Impecables las consideraciones al artículo (si se puede llamar así) de Pedro Simón. Gracias, Alberto.
ResponderEliminarMuchas gracias, Luis.
EliminarQuerido amigo:
ResponderEliminarDesoyendo tu consejo, he leído el artículo del señor Simón y he desentrañado su hilo argumental: como Javier Tamayo repitió de pequeño un curso, hubo una vez un profesor que se equivocó lastimosamente con él y, después de todo eso, alcanzó el premio Nacional de Física, hay que suprimir los deberes. Es como aquello que decía: "el día que yo nací / nacieron todas las flores,/ por eso los albañiles/ llevan alpargatas blancas." La cruzada contra los deberes es vieja y en 2015 la propulsaron doña Eva Bailén (a quien me parece que el señor Simón ha pirateado brutalmente los argumentos) y la CEAPA. Ese símil del niño escolar y el adulto currante lo manejó ella y es de una debilidad brutal, así estamos.
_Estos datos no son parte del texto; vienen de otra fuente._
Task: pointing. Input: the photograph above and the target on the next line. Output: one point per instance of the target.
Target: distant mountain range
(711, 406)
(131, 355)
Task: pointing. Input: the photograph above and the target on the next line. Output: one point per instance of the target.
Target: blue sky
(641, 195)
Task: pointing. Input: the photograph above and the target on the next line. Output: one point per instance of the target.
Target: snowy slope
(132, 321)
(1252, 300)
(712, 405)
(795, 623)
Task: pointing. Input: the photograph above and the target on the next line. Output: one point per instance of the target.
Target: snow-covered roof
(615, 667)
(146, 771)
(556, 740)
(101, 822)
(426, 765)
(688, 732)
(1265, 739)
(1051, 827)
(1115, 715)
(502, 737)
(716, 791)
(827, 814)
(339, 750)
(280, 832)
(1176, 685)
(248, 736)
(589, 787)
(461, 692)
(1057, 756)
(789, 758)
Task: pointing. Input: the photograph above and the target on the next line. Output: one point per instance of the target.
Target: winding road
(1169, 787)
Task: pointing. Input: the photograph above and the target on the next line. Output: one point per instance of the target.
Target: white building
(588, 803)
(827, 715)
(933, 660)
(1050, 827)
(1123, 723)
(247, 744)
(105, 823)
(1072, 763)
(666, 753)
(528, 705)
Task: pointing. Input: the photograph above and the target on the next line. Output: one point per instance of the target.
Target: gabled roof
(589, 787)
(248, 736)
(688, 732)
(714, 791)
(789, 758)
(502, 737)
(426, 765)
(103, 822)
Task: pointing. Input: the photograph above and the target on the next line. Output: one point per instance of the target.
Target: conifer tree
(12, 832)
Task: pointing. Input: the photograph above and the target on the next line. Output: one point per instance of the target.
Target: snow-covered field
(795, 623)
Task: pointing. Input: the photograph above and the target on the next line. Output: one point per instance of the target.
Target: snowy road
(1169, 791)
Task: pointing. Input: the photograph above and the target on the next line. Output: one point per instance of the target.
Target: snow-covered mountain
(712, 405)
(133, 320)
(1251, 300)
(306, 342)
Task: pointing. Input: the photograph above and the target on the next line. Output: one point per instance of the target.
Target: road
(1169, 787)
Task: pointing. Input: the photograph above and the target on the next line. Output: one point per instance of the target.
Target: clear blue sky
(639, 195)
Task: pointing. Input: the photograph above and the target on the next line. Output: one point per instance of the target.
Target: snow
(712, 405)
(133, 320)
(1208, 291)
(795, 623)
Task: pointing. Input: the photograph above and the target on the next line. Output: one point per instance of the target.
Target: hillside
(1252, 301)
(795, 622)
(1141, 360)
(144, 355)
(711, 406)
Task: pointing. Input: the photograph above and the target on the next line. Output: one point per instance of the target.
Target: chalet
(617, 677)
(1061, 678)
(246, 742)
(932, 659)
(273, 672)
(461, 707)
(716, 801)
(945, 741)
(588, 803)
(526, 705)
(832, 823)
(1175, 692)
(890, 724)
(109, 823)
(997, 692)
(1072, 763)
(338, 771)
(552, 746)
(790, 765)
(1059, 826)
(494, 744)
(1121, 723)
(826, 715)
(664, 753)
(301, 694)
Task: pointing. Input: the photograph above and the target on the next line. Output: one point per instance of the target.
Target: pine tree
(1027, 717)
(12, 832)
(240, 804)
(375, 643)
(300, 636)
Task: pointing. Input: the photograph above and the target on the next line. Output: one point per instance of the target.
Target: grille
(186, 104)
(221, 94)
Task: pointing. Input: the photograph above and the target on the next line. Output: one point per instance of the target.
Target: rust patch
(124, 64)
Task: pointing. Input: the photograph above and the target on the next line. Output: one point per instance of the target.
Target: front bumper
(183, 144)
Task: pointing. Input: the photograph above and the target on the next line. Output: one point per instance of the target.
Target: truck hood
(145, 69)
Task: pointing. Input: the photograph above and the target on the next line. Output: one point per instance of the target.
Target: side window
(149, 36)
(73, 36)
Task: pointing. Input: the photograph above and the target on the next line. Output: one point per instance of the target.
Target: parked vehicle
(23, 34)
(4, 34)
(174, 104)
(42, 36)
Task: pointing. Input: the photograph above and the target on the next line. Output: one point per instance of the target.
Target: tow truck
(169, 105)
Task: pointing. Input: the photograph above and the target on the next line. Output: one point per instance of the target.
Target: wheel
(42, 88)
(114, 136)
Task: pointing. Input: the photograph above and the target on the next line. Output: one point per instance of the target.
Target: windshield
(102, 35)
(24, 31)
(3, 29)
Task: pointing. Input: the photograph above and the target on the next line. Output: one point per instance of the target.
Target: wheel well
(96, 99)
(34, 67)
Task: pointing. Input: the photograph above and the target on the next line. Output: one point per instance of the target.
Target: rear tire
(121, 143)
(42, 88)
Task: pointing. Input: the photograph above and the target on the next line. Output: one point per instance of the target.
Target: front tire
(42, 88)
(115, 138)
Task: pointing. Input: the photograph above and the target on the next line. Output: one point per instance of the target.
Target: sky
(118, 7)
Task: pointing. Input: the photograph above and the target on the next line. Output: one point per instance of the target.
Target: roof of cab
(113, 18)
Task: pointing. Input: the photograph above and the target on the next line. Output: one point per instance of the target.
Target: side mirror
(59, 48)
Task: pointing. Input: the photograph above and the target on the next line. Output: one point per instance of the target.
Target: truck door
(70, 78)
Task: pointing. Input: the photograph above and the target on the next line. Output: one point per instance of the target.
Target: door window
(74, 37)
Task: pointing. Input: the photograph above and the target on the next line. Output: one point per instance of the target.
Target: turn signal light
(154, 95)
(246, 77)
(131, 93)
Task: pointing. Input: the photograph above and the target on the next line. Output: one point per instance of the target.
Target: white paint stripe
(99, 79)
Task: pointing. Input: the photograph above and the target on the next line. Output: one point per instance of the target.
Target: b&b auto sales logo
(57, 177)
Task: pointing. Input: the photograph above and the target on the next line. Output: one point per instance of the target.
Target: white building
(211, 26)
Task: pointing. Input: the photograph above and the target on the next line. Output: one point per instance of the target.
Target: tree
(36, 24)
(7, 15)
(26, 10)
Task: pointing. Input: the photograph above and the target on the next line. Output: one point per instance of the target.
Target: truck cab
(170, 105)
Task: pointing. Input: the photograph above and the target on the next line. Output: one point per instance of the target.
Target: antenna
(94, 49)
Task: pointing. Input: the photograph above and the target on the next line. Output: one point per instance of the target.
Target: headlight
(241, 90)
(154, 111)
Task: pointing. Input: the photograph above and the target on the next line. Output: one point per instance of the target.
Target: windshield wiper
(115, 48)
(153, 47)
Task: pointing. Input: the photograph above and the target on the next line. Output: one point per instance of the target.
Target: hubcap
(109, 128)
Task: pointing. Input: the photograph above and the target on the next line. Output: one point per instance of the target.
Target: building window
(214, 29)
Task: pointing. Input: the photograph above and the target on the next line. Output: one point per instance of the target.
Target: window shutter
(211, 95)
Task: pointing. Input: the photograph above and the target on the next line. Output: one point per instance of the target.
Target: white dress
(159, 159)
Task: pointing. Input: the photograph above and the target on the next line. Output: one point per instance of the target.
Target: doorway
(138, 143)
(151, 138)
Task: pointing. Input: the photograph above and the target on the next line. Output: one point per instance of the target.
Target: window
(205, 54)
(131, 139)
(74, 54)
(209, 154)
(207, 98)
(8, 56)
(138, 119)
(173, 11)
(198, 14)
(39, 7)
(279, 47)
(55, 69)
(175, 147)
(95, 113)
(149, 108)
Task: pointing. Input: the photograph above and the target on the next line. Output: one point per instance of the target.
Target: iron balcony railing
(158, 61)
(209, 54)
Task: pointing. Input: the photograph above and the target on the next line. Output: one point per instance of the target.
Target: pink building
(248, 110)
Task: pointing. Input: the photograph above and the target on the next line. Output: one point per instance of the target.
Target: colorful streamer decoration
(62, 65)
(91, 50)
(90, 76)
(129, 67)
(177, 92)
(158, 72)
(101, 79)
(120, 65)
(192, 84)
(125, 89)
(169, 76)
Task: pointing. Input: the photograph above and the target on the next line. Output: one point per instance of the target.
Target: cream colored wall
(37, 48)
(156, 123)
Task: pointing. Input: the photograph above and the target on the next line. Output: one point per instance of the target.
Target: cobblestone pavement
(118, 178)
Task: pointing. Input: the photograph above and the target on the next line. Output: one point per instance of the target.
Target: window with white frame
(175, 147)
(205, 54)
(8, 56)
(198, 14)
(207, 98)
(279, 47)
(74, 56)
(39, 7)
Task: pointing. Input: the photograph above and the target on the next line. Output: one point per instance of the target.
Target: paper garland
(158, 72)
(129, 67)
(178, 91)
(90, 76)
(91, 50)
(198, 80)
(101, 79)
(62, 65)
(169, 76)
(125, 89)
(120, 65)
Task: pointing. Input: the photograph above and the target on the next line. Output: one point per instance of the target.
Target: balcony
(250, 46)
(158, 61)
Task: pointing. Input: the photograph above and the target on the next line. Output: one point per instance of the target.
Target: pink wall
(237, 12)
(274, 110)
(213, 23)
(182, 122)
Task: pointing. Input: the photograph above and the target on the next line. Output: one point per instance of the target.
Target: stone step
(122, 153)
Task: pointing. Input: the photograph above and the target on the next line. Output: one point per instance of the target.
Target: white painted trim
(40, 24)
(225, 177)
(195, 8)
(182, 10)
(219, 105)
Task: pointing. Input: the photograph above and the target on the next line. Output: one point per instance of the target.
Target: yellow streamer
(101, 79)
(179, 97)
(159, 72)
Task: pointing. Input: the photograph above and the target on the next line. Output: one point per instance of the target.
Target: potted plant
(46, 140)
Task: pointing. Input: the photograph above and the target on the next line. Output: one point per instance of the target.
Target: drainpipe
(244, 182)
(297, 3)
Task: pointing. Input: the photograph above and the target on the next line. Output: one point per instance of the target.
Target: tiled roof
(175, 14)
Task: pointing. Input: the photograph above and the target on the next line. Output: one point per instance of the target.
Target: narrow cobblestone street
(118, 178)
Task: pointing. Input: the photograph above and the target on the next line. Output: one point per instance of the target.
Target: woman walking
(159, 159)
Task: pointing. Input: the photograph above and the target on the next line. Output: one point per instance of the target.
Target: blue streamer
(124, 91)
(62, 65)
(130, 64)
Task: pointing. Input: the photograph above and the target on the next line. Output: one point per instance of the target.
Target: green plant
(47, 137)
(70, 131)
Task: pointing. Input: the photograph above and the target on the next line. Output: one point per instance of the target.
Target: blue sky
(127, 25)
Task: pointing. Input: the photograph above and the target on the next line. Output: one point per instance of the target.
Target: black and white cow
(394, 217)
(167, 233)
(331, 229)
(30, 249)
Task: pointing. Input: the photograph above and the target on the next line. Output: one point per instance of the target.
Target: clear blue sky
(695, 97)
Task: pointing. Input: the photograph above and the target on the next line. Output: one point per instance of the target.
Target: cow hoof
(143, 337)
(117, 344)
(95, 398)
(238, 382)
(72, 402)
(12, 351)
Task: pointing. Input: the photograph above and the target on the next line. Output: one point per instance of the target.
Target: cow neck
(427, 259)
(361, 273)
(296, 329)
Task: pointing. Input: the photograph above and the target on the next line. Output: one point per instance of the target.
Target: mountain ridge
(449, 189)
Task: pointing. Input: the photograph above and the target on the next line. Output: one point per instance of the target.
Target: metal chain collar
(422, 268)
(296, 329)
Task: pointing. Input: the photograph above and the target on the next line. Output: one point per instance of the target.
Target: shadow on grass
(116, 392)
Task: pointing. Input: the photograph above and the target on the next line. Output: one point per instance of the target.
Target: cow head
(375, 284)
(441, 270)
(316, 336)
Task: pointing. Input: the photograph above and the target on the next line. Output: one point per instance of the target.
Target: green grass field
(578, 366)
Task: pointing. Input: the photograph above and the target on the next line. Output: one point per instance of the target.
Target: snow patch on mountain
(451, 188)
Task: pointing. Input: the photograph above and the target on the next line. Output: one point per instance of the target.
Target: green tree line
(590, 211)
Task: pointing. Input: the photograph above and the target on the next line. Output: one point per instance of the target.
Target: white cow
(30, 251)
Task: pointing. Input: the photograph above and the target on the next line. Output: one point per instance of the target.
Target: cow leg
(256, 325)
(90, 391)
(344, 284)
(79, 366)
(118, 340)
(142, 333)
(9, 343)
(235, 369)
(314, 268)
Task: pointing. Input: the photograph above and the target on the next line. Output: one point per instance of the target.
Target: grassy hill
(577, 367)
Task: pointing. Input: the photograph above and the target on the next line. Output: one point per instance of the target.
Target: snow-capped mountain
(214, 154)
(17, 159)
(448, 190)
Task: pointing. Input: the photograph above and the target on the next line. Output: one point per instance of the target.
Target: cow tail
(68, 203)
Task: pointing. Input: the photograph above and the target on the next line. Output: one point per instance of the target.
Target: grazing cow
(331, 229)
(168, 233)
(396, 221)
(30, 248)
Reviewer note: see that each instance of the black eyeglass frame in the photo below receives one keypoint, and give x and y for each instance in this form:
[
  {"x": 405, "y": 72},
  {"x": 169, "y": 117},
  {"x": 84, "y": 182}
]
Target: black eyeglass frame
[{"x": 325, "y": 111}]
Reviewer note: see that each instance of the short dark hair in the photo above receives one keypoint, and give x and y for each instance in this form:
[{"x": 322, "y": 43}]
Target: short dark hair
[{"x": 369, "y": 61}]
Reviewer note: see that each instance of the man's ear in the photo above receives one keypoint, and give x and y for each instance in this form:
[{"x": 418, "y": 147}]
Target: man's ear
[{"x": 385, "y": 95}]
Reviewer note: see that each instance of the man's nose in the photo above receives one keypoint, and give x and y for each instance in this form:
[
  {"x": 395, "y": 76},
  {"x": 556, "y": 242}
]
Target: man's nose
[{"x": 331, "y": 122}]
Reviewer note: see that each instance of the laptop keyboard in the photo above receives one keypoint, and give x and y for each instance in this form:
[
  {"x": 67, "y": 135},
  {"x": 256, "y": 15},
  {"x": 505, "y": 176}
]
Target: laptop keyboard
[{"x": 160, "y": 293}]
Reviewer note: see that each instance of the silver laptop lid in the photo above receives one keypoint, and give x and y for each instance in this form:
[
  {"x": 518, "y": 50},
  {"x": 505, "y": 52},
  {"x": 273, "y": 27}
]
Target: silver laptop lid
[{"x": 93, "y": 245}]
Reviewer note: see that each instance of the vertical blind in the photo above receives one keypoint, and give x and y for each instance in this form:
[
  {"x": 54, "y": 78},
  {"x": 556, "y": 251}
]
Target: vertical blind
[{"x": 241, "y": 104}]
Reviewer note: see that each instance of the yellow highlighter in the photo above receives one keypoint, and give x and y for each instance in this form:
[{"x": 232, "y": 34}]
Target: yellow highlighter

Tú ya sabes que yo opino lo que tú: los deberes son imprescindibles, aunque el profesor debe administrarlos con tiento y sabiduría. Dicho esto, veo algunas contradicciones:
-Yo estaría encantado de calificar solo por los exámenes, pero, paradójicamente, son los padres más logsianos (esos que se quejan de los deberes) los que, cuando les conviene, me piden que los tenga en cuenta a la hora de pone las notas.
-Es verdad que hoy aparecen episodios de sobrecarga de deberes absurdos, ¿sabes dónde? En las metodologías por trabajos, proyectos y demás, es decir, nuevamente, las de los defensores de no exigir demasiado a los niños.
-Y la última: después de siglos de niños conviviendo con los deberes, ¿hemos tenido que llegar a 2015 y años posteriores para ver que son un horror?
Hay aquí demasiada incongruencia. Un abrazo.
En efecto, Pablo. Y muy probablemente quienes defendemos los deberes somos quienes menos tareas mandamos. Yo, por ejemplo, no mando casi nunca. Un abrazo.